Capital Closeup | Legislative confirmation of gubernatorial appointments

Confirming state agency heads is (usually) a straightforward process

September 15, 2020

Like the U.S. Constitution, most state constitutions give the governor authority to appoint agency directors with the advice and consent of the legislative branch’s upper chamber.

Unlike presidential appointments, however, gubernatorial ones rarely create controversies or ignite political storms, with legislators deferring to the governors on who will help run the executive branch, says Christopher Mooney, a professor of state politics at the University of Illinois at Chicago.

“[Gubernatorial] appointees are less visible so there’s less fire and brimstone,” Mooney says. “In general, it’s pretty straightforward.”

Recent disputes in politically divided Minnesota and Wisconsin have proven to be exceptions to that rule.

In August, the Minnesota Senate rejected the nomination of Nancy Leppink as commissioner of the state’s Department of Labor and Industry, a position to which she had been appointed by Gov. Tim Walz in February 2019. According to the Minnesota Legislative Reference Library, eight gubernatorial appointees for state agencies or boards have been rejected since 2000.

In November 2019, the Wisconsin Senate voted unanimously to approve two of Gov. Tony Evers’ appointees but then voted along party lines to deny confirmation for Brad Pfaff, his designee to lead the state’s Department of Agriculture, Trade and Consumer Protection.

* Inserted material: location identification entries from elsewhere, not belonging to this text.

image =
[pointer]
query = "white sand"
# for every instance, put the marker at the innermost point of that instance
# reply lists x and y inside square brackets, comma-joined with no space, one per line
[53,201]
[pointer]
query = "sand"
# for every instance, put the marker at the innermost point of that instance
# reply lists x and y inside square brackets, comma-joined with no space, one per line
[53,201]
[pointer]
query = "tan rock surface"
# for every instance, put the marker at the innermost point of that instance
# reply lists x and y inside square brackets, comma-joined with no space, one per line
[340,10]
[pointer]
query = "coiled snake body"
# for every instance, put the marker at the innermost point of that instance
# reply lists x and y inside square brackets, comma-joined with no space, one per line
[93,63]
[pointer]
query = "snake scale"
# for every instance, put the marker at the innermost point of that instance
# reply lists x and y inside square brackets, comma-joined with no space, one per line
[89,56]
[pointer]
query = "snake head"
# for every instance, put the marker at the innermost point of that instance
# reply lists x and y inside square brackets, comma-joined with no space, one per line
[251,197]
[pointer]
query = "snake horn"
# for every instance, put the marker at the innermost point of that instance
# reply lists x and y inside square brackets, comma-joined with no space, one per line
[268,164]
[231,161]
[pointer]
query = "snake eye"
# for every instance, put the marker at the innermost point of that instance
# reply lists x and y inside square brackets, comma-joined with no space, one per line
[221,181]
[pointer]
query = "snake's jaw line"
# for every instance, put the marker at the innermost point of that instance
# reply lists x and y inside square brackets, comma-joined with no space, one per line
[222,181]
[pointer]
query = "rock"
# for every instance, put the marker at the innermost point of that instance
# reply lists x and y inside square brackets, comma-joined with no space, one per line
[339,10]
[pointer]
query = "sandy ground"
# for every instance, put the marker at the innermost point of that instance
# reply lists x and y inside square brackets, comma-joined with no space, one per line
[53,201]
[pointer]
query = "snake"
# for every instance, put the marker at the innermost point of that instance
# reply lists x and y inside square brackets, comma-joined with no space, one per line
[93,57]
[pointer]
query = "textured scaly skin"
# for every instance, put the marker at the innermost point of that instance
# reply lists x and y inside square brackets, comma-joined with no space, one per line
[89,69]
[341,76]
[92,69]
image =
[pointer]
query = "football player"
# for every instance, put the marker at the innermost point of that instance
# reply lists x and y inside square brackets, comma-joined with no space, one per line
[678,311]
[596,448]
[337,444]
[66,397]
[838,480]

The Wisconsin Legislative Reference Bureau said it was the first time that has happened since 1987. (Pfaff is now running for a state Senate seat.)

In each case, Republicans cited disappointment with the nominees’ performance in office leading up to their confirmation votes. And in each case, Democrats cited statements of support for the nominees from the economic sectors they were overseeing, and said the rejections were just a way to essentially poke governors from a different party with a sharp political stick.

Varied approaches in MidwestExamples of methods used to choose top state administrative officials

Though gubernatorial appointment/senate confirmation is the most common way that top administrative officials secure their positions, The Council of State Governments’ “Book of the States” (CSG’s annual “encyclopedia of state government”) details myriad methods used by states. For example:

  • In Indiana, the governor does not need the consent of the legislative branch. The same is true in North Dakota, with the exception of the state’s Department of Financial Institutions commissioner, who must be confirmed by the Senate.
  • Under the North Dakota and Iowa constitutions, the states’ top agriculture officials are chosen by voters. Likewise, education commissioners are popularly elected in Indiana, North Dakota and Wisconsin.

Other methods of appointment include selection by an independent state board or commission (for example, state boards of education) and elections by the full legislature or a legislative committee.

Compared to the federal model, too, some Midwestern state constitutions provide more-detailed procedures regarding the confirmation process.

The Illinois Constitution gives the Senate 60 days to act on a nomination; if it fails to do so, confirmation is presumed given. It also bars rejected nominees from being appointed or renominated to the same post during the same session “except at the Senate’s request.”

The North Dakota Legislative Assembly meets only every other year, and that state’s Constitution allows the governor to make temporary appointments to vacancies occurring while the Senate is recessed or adjourned but requires a nomination “when the Senate reconvenes.”

As in Illinois, rejected nominees in North Dakota can’t be renominated or appointed for the same office in the same session, or during a Senate recess or adjournment, “except on request of the Senate.”

Ohio’s Constitution goes into the greatest procedural detail: appointments must be acted upon during the General Assembly’s current session, unless that session adjourns sine die within 10 days after the submissions without acting on them, or if they’re made after the Senate has adjourned sine die. In the former case, the appointments “may be acted upon at the next session of the General Assembly”; in the latter, “it shall be submitted to the Senate during the next session of the General Assembly.”

Ohio’s Constitution also considers consent as given if the Senate fails to “act by roll call” within a specified period.

Capital Closeup is an ongoing series of articles focusing on institutional issues in state governments and legislatures.